Advanced cancer perineural invasion induces profound peripheral neuronal plasticity, pain, and somatosensory mechanical deactivation, unmitigated by the lack of TNFR1. Part. 1: Behavior and single-cell in vivo electrophysiology

• Published in: Molecular pain Vol. 21; p. 17448069251314738
• Main Authors: Gutierrez, Silvia, Parker, Renee A, Zhang, Morgan, Santi, Maria Daniela, Ye, Yi, Boada, M Danilo
• Format: Journal Article
• Language: English
• Published: United States SAGE Publications 01.01.2025
• Subjects: Animals; Behavior, Animal; Female; Ganglia, Spinal - metabolism; Ganglia, Spinal - pathology; Ganglia, Spinal - physiopathology; Hyperalgesia - pathology; Hyperalgesia - physiopathology; Male; Mice; Mice, Inbred C57BL; Neoplasm Invasiveness; Neuronal Plasticity - physiology; Pain - pathology; Pain - physiopathology; Receptors, Tumor Necrosis Factor, Type I - deficiency; Receptors, Tumor Necrosis Factor, Type I - metabolism; Sciatic Nerve - pathology; Sciatic Nerve - physiopathology; nociception; pain; PNI; somatosensory system; MOC2; Cancer
• ISSN: 1744-8069; 1744-8069
• DOI: 10.1177/17448069251314738

Patients with cancer perineural invasion (PNI) report greater spontaneous pain and mechanical allodynia. Here, we examine the impact of the disease on the peripheral sensory system, the excitability changes induced by PNI at the dorsal root ganglia, and the potential protective role of the absence of Tumor Necrosis Factor-α Receptor 1 (TNFR1).
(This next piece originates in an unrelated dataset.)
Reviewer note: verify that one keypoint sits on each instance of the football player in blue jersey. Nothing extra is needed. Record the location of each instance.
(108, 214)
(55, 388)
To study these effects, we use a murine model generated by injecting mouse oral cancer squamous cell carcinoma (MOC2) into the sciatic nerve (MOC2-PNI) in both male and female mice. We found that MOC2-PNI induces a profound change in the somatosensory landscape by deactivating/blocking the peripheral inputs while modulating the afferent’s sensibility (tactile desensitization with concurrent nociceptive sensitization) and demyelination without inducing spontaneous activity. All these changes caused by MOC2-PNI are unmitigated by the absence of TNFR1. We conclude that MOC2-PNI induces an aberrant neuronal excitability state and triggers extreme gender-specific neuronal plasticity. These data allow us to speculate on the role of such plasticity as a powerful defense mechanism to prevent terminal sensory dysfunction, the rise of chronic pain, and extend animals’ survivability.